Antes dos 19 anos, conheci um rapaz, me apaixonei por ele, ele por mim e a gente resolveu casar. Meu pai e minha mãe sempre diziam: ‘Quando você for escolher um rapaz não escolha um homem que goste de beber, nem escolha um homem que não trate bem a sua mãe, porque são dois defeitos que não pode se ter’. Esse meu primeiro marido não era um mau filho e não bebia. Nós não tínhamos, as mulheres, a liberdade que temos hoje, de sair com namorado, era tudo muito vigiado. A gente tinha que casar, e meus pais disseram para ele: ‘Vocês estão querendo casar, mas você vai ter que prometer que ela vai terminar o curso dela’. E ele prometeu.

Depois de dois anos de casada, eu já não estava tão bem no relacionamento porque eu sofria muita violência psicológica. Ele era super ciumento e super namorador. Às vezes, eu precisava me prolongar na faculdade, e ele começou (a dizer): ‘Por que você demorou tanto, por que precisava estar na faculdade até uma horas dessas?’. Tudo no mundo ele questionava, e aquilo me incomodava. Mas o que mais me incomodava era que, no final de semana, ele saía dizendo que ia trabalhar, mas não ia. Ele aproveitava que o trabalho dele era uma profissão que exigia que estivesse fora, ele chegava com a roupa suja de batom, com a roupa perfumada, e eu passava a noite sem dormir, angustiada, porque eu sabia que ele não estava trabalhando. A dor da traição é muito grande. Não aguentei mais aquela vida.  

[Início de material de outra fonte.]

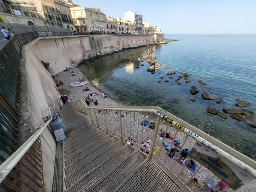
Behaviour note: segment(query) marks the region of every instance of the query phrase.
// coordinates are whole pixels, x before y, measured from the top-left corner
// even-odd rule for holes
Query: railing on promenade
[[[218,153],[223,161],[234,165],[251,179],[256,178],[255,161],[160,108],[92,107],[82,99],[74,102],[74,104],[79,112],[88,116],[92,124],[124,142],[129,141],[134,147],[147,154],[188,190],[199,191],[207,184],[217,184],[221,181],[205,165],[194,158],[187,159],[195,163],[193,168],[187,166],[187,162],[180,161],[182,150],[191,150],[196,143],[207,146]],[[164,131],[161,137],[160,130]],[[152,148],[156,147],[157,150],[148,150],[145,147],[146,145],[142,146],[147,141]],[[173,157],[168,154],[172,148],[176,150]],[[200,187],[191,184],[190,181],[194,178],[202,184]]]
[[[44,191],[40,135],[52,120],[48,120],[0,165],[1,191]]]

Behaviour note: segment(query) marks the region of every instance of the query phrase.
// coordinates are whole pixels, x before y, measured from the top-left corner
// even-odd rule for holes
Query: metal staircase
[[[62,145],[63,172],[58,173],[64,174],[63,190],[182,191],[147,156],[113,135],[89,125],[72,104],[64,106],[60,116],[69,125]],[[59,178],[58,175],[55,177]]]

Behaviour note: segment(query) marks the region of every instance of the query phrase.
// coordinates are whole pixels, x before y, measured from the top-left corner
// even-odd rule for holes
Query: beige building
[[[143,20],[142,24],[144,25],[144,31],[145,32],[148,32],[150,30],[150,22]]]
[[[10,23],[71,28],[71,0],[0,0],[0,14]]]
[[[106,32],[106,15],[100,9],[74,5],[70,11],[76,31]]]
[[[155,26],[150,26],[150,33],[162,33],[161,27]]]
[[[129,11],[124,13],[124,19],[131,21],[133,33],[142,33],[142,15]]]

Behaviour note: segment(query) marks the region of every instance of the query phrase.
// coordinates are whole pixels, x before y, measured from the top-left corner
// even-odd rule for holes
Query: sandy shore
[[[72,76],[72,74],[71,73],[71,72],[73,71],[75,72],[75,74],[76,75],[75,76]],[[111,99],[110,97],[108,98],[103,98],[102,96],[102,92],[100,91],[99,90],[98,90],[96,88],[95,88],[89,80],[88,79],[87,79],[86,77],[84,75],[84,74],[77,68],[74,68],[72,70],[70,70],[70,71],[63,71],[62,72],[59,73],[57,75],[57,77],[56,77],[56,80],[57,80],[58,81],[59,80],[62,81],[63,82],[63,86],[60,86],[58,87],[59,92],[60,94],[65,94],[67,95],[67,96],[69,97],[72,97],[74,101],[78,100],[81,98],[86,98],[88,94],[89,93],[97,93],[98,94],[98,95],[95,95],[95,96],[93,97],[94,99],[97,100],[98,102],[99,103],[99,105],[97,105],[99,106],[123,106],[123,105],[121,104],[120,103],[118,103],[117,101],[114,100],[114,99]],[[69,86],[69,83],[70,82],[79,82],[79,78],[82,78],[84,77],[88,82],[88,84],[87,86],[84,86],[82,87],[74,87],[74,88],[70,88]],[[83,91],[83,89],[84,89],[87,86],[88,88],[90,90],[89,91]],[[108,96],[108,93],[105,93],[106,95]],[[95,106],[94,104],[91,102],[91,106]],[[132,114],[130,114],[131,115]],[[113,118],[115,119],[116,117],[115,117],[115,115],[113,114]],[[131,119],[130,118],[130,120]],[[126,121],[129,121],[129,115],[127,116],[127,117],[126,118]],[[138,119],[137,118],[134,118],[134,120],[133,120],[132,118],[132,121],[135,121],[136,123],[137,122],[140,122],[141,121],[141,118],[140,119]],[[113,121],[114,121],[115,119],[113,119]],[[112,120],[110,120],[112,121]],[[125,121],[125,118],[124,118],[123,121],[124,122]],[[111,121],[110,121],[109,123],[111,123]],[[133,122],[134,123],[134,122]],[[131,125],[130,125],[131,126]],[[160,127],[164,127],[166,126],[166,123],[164,122],[161,122],[161,123],[160,124]],[[131,127],[130,127],[131,129]],[[141,132],[142,133],[144,131],[144,133],[145,133],[144,135],[142,135],[141,136],[141,134],[138,134],[138,135],[136,135],[136,133],[134,134],[133,133],[133,135],[135,135],[136,137],[137,138],[137,143],[139,143],[141,142],[144,141],[144,140],[146,139],[146,134],[145,134],[145,127],[144,129],[142,129],[142,126],[139,126],[138,125],[138,126],[137,126],[137,129],[139,130],[138,132]],[[170,135],[174,135],[175,131],[176,129],[175,128],[169,126],[169,128],[168,128],[168,131],[170,131]],[[131,136],[131,135],[132,134],[131,133],[131,130],[130,131],[130,133],[129,133],[129,129],[127,128],[126,129],[126,133],[125,132],[124,133],[124,134],[125,134],[126,137],[129,137]],[[153,135],[153,131],[152,130],[148,129],[148,135]],[[142,137],[144,137],[144,138],[142,138],[142,140],[141,140],[141,139],[140,139],[141,137],[141,138]],[[179,132],[178,134],[177,135],[177,137],[176,137],[175,139],[178,140],[178,141],[184,141],[185,139],[185,138],[186,137],[186,135],[184,134],[184,133],[182,133],[181,132]],[[166,140],[165,140],[165,141],[167,141]],[[160,141],[160,140],[158,140],[157,141],[157,145],[161,146],[162,143],[162,141]],[[188,138],[187,139],[187,141],[185,142],[183,148],[188,148],[191,149],[195,143],[195,140],[190,138]],[[162,149],[161,151],[161,152],[158,152],[156,155],[157,157],[159,157],[159,159],[161,160],[161,161],[166,161],[166,165],[168,168],[170,168],[172,166],[173,164],[174,163],[174,161],[173,159],[170,159],[169,157],[167,157],[166,159],[166,155],[165,154],[166,151]],[[165,160],[165,159],[166,159]],[[173,172],[175,173],[176,174],[178,174],[179,172],[181,170],[182,168],[182,166],[180,165],[178,163],[175,163],[175,166],[174,166],[173,169],[172,170]],[[182,175],[181,175],[181,179],[182,180],[186,180],[191,175],[191,173],[187,169],[184,169],[184,173]],[[204,180],[205,179],[207,175],[210,175],[211,173],[207,170],[205,168],[201,168],[197,174],[196,177],[197,177],[199,181],[199,182],[201,183],[202,183]],[[216,180],[216,183],[218,182],[218,179],[216,178],[215,179]],[[191,189],[195,189],[195,188],[191,186]],[[227,191],[232,191],[232,190],[229,189]],[[241,187],[239,189],[237,190],[237,191],[256,191],[256,181],[254,180],[254,181],[251,182],[249,185],[247,185],[247,186],[244,186],[242,187]]]

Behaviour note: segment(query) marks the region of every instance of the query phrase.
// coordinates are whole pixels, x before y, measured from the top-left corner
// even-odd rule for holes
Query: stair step
[[[112,191],[144,160],[144,158],[137,150],[135,150],[131,155],[87,190],[91,192]]]
[[[146,159],[114,191],[182,191],[161,167]]]
[[[91,143],[98,137],[102,137],[103,135],[105,135],[105,132],[96,132],[94,134],[91,135],[90,137],[86,137],[85,138],[76,138],[76,139],[77,139],[78,142],[66,145],[66,147],[65,147],[65,155],[69,155],[74,151],[77,151],[80,148],[86,146],[88,143]],[[79,142],[79,141],[80,142]]]
[[[126,145],[119,152],[116,153],[110,158],[104,161],[101,164],[82,176],[78,180],[72,184],[67,191],[78,191],[84,189],[95,181],[112,169],[119,162],[124,159],[133,152],[131,147]]]
[[[88,154],[93,153],[95,150],[97,150],[98,148],[103,147],[104,145],[113,138],[114,137],[110,134],[107,135],[102,138],[99,138],[98,140],[95,140],[94,142],[87,146],[84,146],[79,151],[74,152],[68,157],[65,155],[65,164],[66,166],[69,166],[71,164],[75,163],[81,158],[84,158]]]
[[[65,173],[67,177],[65,178],[65,182],[67,187],[70,187],[72,183],[78,180],[83,175],[86,174],[115,153],[120,151],[122,147],[123,144],[118,141],[112,143],[110,147],[106,148],[105,150],[102,150],[101,152],[97,150],[96,153],[91,154],[86,158],[82,159],[79,163],[75,163],[66,167]]]

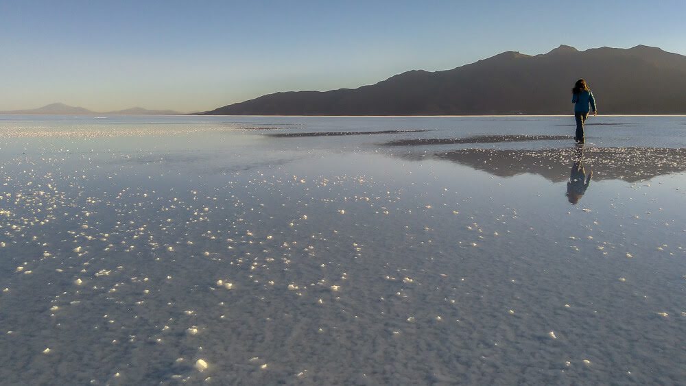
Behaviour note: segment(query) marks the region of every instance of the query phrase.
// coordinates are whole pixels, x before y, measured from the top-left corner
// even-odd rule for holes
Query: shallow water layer
[[[0,117],[0,379],[681,383],[685,122]]]

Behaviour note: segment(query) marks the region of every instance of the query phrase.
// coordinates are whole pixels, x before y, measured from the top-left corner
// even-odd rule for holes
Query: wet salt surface
[[[683,117],[1,118],[3,383],[686,378]]]

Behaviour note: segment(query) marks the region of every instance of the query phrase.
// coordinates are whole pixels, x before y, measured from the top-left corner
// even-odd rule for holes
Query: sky
[[[686,55],[684,15],[684,0],[0,0],[0,110],[202,111],[560,44]]]

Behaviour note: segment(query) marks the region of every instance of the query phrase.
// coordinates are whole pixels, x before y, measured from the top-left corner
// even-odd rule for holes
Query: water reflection
[[[591,178],[593,176],[593,171],[590,166],[584,162],[584,145],[576,147],[574,154],[576,160],[571,167],[571,174],[567,182],[567,197],[572,205],[576,205],[581,200],[586,189],[589,189]]]
[[[574,149],[460,149],[438,153],[397,154],[405,159],[446,160],[499,177],[538,174],[554,182],[566,181],[570,160],[580,158]],[[587,147],[584,164],[593,165],[593,178],[629,182],[686,171],[686,149],[663,147]]]

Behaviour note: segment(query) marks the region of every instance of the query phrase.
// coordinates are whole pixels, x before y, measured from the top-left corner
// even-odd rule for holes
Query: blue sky
[[[0,110],[204,110],[504,51],[686,55],[686,1],[0,0]]]

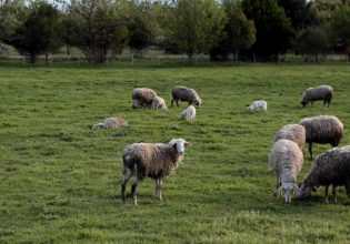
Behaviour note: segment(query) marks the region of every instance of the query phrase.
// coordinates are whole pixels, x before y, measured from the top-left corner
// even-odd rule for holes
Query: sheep
[[[189,105],[193,103],[196,106],[200,106],[202,103],[198,93],[193,89],[187,87],[177,85],[172,89],[171,94],[172,94],[171,106],[173,104],[173,101],[176,101],[178,106],[179,101],[187,101],[189,102]]]
[[[132,91],[133,109],[140,109],[148,106],[152,103],[157,93],[152,89],[148,88],[137,88]]]
[[[309,143],[310,159],[312,160],[312,143],[331,144],[338,146],[343,136],[343,124],[333,115],[304,118],[299,122],[304,126],[307,143]]]
[[[312,167],[300,183],[298,197],[307,197],[316,187],[324,186],[328,203],[328,187],[332,185],[333,202],[337,203],[337,186],[344,185],[350,196],[350,145],[334,148],[320,154],[313,161]]]
[[[182,162],[184,149],[190,145],[183,139],[172,139],[168,144],[133,143],[127,145],[122,152],[122,202],[126,203],[127,183],[133,175],[136,176],[136,181],[132,183],[131,194],[134,205],[137,205],[137,186],[147,176],[154,179],[156,197],[162,200],[161,186],[163,179],[178,167]]]
[[[297,174],[301,171],[303,155],[298,144],[290,140],[277,141],[269,155],[269,164],[276,173],[276,195],[284,191],[284,202],[290,203],[293,190],[298,190]]]
[[[158,95],[156,95],[152,99],[152,103],[150,105],[150,109],[152,109],[152,110],[158,110],[158,109],[160,109],[160,110],[168,110],[166,101],[162,98],[158,96]]]
[[[332,96],[333,96],[333,89],[330,85],[308,88],[302,94],[301,104],[306,106],[310,102],[312,105],[313,101],[323,100],[323,105],[328,103],[328,106],[329,106],[332,100]]]
[[[276,134],[273,142],[281,139],[296,142],[302,151],[306,146],[306,129],[300,124],[287,124]]]
[[[126,128],[128,122],[122,118],[107,118],[102,123],[93,124],[92,129]]]
[[[184,120],[194,120],[194,118],[196,118],[196,108],[193,105],[189,105],[186,110],[182,111],[181,116]]]
[[[247,108],[248,110],[268,110],[268,103],[263,100],[259,100],[259,101],[253,101],[250,105],[248,105]]]

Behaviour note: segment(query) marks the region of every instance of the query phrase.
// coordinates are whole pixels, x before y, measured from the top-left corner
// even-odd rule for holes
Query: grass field
[[[272,195],[268,153],[277,131],[301,118],[333,114],[350,144],[349,65],[207,68],[0,68],[0,243],[349,243],[350,199],[324,204]],[[194,122],[186,108],[133,111],[131,91],[154,89],[170,106],[176,84],[202,99]],[[330,84],[330,108],[300,104],[308,87]],[[268,112],[249,112],[253,100]],[[124,130],[91,130],[108,116]],[[121,204],[121,151],[132,142],[192,143],[163,184],[139,187]],[[314,155],[330,145],[314,145]],[[311,162],[307,150],[299,181]],[[130,185],[128,185],[130,192]]]

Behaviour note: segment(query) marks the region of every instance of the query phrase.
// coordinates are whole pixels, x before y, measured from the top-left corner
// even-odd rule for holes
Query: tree
[[[342,51],[347,51],[350,57],[350,4],[346,4],[338,9],[331,20],[331,33],[337,43],[342,47]]]
[[[39,54],[48,54],[61,47],[60,13],[48,2],[32,2],[28,16],[18,17],[14,31],[6,38],[20,53],[28,54],[31,63]]]
[[[224,26],[224,38],[221,47],[234,54],[238,60],[238,53],[241,49],[249,49],[256,41],[256,24],[252,20],[248,20],[241,7],[236,0],[224,0],[223,9],[228,17]]]
[[[133,3],[130,8],[128,30],[129,45],[141,55],[141,50],[151,44],[157,35],[158,23],[152,14],[152,4],[149,1]]]
[[[193,62],[194,53],[218,42],[226,17],[214,0],[173,0],[168,20],[168,40]]]
[[[277,0],[243,0],[242,9],[257,28],[252,51],[262,59],[277,60],[291,47],[294,37],[291,22]]]
[[[310,12],[311,3],[307,0],[278,0],[279,6],[284,9],[294,30],[301,30],[312,22]]]
[[[312,55],[316,63],[329,51],[328,33],[322,27],[309,27],[297,38],[296,48],[302,54]]]
[[[69,7],[69,34],[88,61],[103,63],[108,51],[127,41],[127,28],[119,2],[110,0],[73,0]]]

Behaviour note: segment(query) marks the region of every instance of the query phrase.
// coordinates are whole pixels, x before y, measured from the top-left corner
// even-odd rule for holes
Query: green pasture
[[[171,88],[202,99],[193,122],[171,108]],[[302,108],[302,91],[330,84],[330,108]],[[169,111],[131,109],[131,92],[154,89]],[[247,111],[253,100],[268,112]],[[272,195],[268,154],[277,131],[304,116],[337,115],[350,144],[349,65],[0,68],[0,243],[350,243],[350,199]],[[108,116],[123,130],[91,130]],[[163,184],[120,201],[121,152],[133,142],[192,143]],[[314,145],[314,155],[330,145]],[[306,162],[300,181],[311,162]],[[130,193],[130,185],[128,185]]]

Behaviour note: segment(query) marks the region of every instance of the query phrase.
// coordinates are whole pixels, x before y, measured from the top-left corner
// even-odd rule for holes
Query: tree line
[[[350,0],[0,0],[0,42],[34,63],[63,45],[103,63],[149,45],[213,60],[277,61],[292,51],[320,62],[350,54]]]

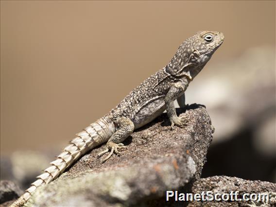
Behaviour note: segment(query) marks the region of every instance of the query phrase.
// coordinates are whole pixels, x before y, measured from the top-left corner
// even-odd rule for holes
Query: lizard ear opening
[[[200,53],[199,53],[199,52],[197,50],[194,49],[193,50],[193,54],[194,56],[197,58],[199,58],[199,56],[200,56]]]

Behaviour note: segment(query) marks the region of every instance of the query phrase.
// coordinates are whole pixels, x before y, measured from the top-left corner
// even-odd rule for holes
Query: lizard
[[[51,166],[31,184],[11,207],[23,206],[39,186],[56,178],[88,151],[107,142],[97,158],[113,154],[121,155],[127,150],[122,143],[133,131],[150,122],[165,110],[174,126],[183,128],[187,121],[176,115],[174,101],[184,107],[185,91],[224,40],[218,32],[200,31],[183,42],[164,68],[146,79],[108,113],[76,134]]]

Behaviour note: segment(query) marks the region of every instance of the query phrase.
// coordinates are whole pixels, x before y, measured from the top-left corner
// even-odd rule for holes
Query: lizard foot
[[[103,160],[102,162],[103,163],[104,163],[109,158],[110,158],[113,153],[115,153],[117,155],[121,156],[121,155],[119,152],[122,151],[127,149],[127,148],[126,148],[126,147],[123,146],[123,144],[122,143],[116,144],[116,143],[112,142],[112,141],[109,141],[106,144],[106,149],[98,154],[97,158],[101,157],[105,154],[107,153],[109,150],[110,150],[110,153],[108,154],[106,157]]]
[[[189,120],[185,117],[177,117],[172,122],[171,129],[172,130],[173,130],[173,126],[174,124],[180,128],[184,128],[185,126],[188,126],[187,123],[188,121]]]

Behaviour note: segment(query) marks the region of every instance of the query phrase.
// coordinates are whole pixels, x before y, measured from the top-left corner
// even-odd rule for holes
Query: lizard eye
[[[214,36],[210,34],[207,34],[204,36],[205,41],[208,42],[211,42],[214,39]]]

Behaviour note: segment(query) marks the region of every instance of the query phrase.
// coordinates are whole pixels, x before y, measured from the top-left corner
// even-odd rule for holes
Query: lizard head
[[[189,57],[188,63],[204,66],[224,40],[224,34],[219,32],[198,32],[182,44],[186,49],[183,52]]]
[[[224,34],[219,32],[198,32],[181,44],[166,67],[166,71],[171,74],[184,72],[191,80],[211,58],[224,40]]]

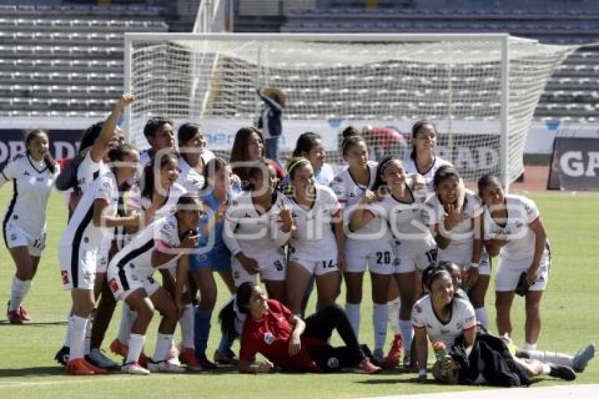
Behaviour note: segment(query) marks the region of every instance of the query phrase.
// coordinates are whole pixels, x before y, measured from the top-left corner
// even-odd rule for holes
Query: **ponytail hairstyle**
[[[48,132],[42,129],[35,129],[28,132],[25,137],[25,147],[29,146],[33,139],[42,135],[45,135],[47,139],[49,138]],[[26,153],[29,155],[28,149],[26,150]],[[49,152],[46,152],[46,154],[44,154],[44,163],[46,164],[46,167],[48,168],[48,170],[50,171],[51,173],[54,173],[56,171],[56,161],[54,161],[54,159],[52,158],[52,156],[50,155]]]
[[[204,172],[202,173],[204,175],[204,185],[202,186],[201,190],[205,190],[209,188],[208,178],[214,178],[218,171],[223,168],[226,168],[227,165],[228,165],[227,161],[220,156],[213,158],[206,162],[206,165],[204,166]]]
[[[306,132],[302,133],[297,137],[297,142],[295,143],[295,149],[293,150],[293,157],[298,158],[304,156],[304,153],[308,154],[318,144],[317,140],[321,140],[319,135],[312,132]]]
[[[435,135],[438,135],[438,130],[437,130],[437,125],[435,125],[432,121],[427,121],[426,119],[422,119],[419,121],[412,126],[412,152],[409,154],[409,157],[416,161],[416,147],[414,145],[414,141],[416,140],[416,136],[418,135],[418,132],[420,131],[425,125],[432,126],[432,128],[435,130]]]
[[[373,191],[376,192],[381,187],[386,185],[387,183],[383,181],[383,178],[381,176],[385,173],[385,169],[389,166],[389,164],[393,161],[401,162],[399,159],[391,156],[385,156],[378,161],[378,164],[376,166],[376,177],[374,178],[374,184],[372,185]]]
[[[360,135],[358,130],[353,126],[348,126],[343,129],[341,135],[343,137],[343,141],[341,142],[341,153],[343,155],[347,154],[350,148],[359,145],[361,142],[366,145],[364,137]]]
[[[159,154],[156,154],[154,159],[144,168],[144,173],[142,175],[140,188],[142,191],[142,197],[152,200],[154,194],[154,189],[156,186],[154,181],[154,166],[156,162],[156,158],[160,158],[160,170],[170,162],[174,161],[177,164],[179,164],[179,155],[174,151],[170,150],[166,152],[161,152]]]
[[[291,180],[295,177],[295,173],[300,168],[303,168],[307,165],[311,166],[310,161],[303,156],[298,156],[292,159],[287,165],[286,171],[288,176],[287,185],[283,188],[283,193],[286,195],[293,195],[293,186],[291,184]]]
[[[477,185],[478,187],[478,197],[481,197],[481,201],[483,200],[483,191],[488,185],[494,181],[496,181],[499,183],[499,185],[501,186],[501,181],[499,180],[499,178],[493,173],[486,173],[478,179]],[[484,201],[483,201],[483,202],[484,202]]]
[[[83,132],[83,137],[81,137],[81,144],[79,145],[80,152],[94,145],[96,140],[99,137],[104,125],[104,121],[97,122],[87,128],[85,131]]]

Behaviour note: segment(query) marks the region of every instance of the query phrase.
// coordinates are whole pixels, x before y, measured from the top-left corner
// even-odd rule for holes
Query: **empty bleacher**
[[[0,116],[100,117],[123,91],[125,32],[167,32],[142,5],[0,5]]]

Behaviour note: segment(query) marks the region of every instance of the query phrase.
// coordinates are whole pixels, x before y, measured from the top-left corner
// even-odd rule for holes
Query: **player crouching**
[[[159,219],[146,227],[111,261],[108,279],[117,300],[123,300],[137,312],[129,337],[123,372],[149,374],[150,372],[182,372],[185,369],[168,360],[173,334],[183,310],[183,288],[186,284],[189,251],[197,244],[195,228],[203,213],[197,197],[186,194],[177,203],[174,214]],[[154,269],[178,259],[176,288],[173,298],[152,278]],[[154,309],[162,315],[156,350],[148,368],[138,363],[146,339],[146,331]]]

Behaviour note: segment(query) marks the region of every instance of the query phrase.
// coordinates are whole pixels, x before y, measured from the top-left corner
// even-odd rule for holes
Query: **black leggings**
[[[328,340],[337,330],[345,346],[334,348],[330,345],[315,348],[310,357],[325,372],[338,371],[343,367],[352,367],[364,360],[364,352],[358,343],[354,330],[345,312],[332,305],[306,318],[306,329],[302,336]]]

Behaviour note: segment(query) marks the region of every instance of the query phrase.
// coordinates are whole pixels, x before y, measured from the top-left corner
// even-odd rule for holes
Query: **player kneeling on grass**
[[[426,380],[427,335],[438,352],[433,375],[439,382],[520,386],[541,374],[568,381],[576,378],[567,366],[516,357],[501,338],[477,333],[474,309],[455,296],[452,277],[445,268],[428,269],[423,279],[430,293],[412,310],[421,381]],[[445,348],[450,350],[439,353]]]
[[[179,197],[174,214],[154,221],[115,255],[108,268],[109,284],[117,300],[123,300],[137,317],[131,328],[127,359],[122,370],[132,374],[152,372],[181,372],[185,369],[167,361],[173,334],[183,310],[189,252],[195,247],[195,228],[203,214],[196,197]],[[155,269],[170,266],[178,258],[175,297],[152,278]],[[146,331],[156,309],[162,315],[156,350],[148,369],[139,363]]]
[[[273,367],[300,372],[335,372],[344,367],[354,367],[357,373],[381,371],[366,357],[347,317],[336,305],[326,307],[304,321],[280,302],[268,299],[254,283],[239,286],[236,302],[239,312],[247,316],[240,350],[242,373],[267,373]],[[233,307],[233,304],[228,306],[230,310]],[[221,319],[233,329],[234,314],[228,314],[228,319]],[[327,343],[334,330],[345,346],[333,348]],[[268,361],[256,361],[257,353]]]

Um dia cheguei na casa da minha mãe e falei: ‘Não volto mais para casa’. Lá vem os homens da família: ‘Minha filha, isso é coisa de homem mesmo, se preocupe com isso não. Ele bate em você? Não. Isso é coisa de homem, deixe isso pra lá. Você quer se separar pra ser uma mulher mal falada?’. Como eu era apaixonada, voltei. Isso aconteceu umas três vezes. Eu saía de casa, ele chorava, pedia para voltar, não ia fazer mais aquilo, que eu estava inventando, que ele não me traía. Aquelas desculpas que todo mundo conhece.  
Maria da Penha
Ativista

Tínhamos comprado um apartamento, e ele estava indo dormir lá. Falei para a empregada: ‘Se ele chegar aqui com alguma mulher, me telefona, que quero pegar no flagra’. Com uma semana, a moça me liga. Chamei uma vizinha, ela disse que só ia se minha mãe fosse. Fomos nós três. Cheguei lá, arrodeei o apartamento, bati na janela do quarto: ‘Eu sei que você está aí’. Ele calado. Bati umas três vezes. Minha mãe falou: ‘Ele já sabe que você está aqui, não adianta você ficar aqui’. Foi como eu me separei. Ele não tinha mais como dizer que não estava me traindo. E me vi livre. Como era que eu podia provar que ele estava me traindo? Só com o flagrante. 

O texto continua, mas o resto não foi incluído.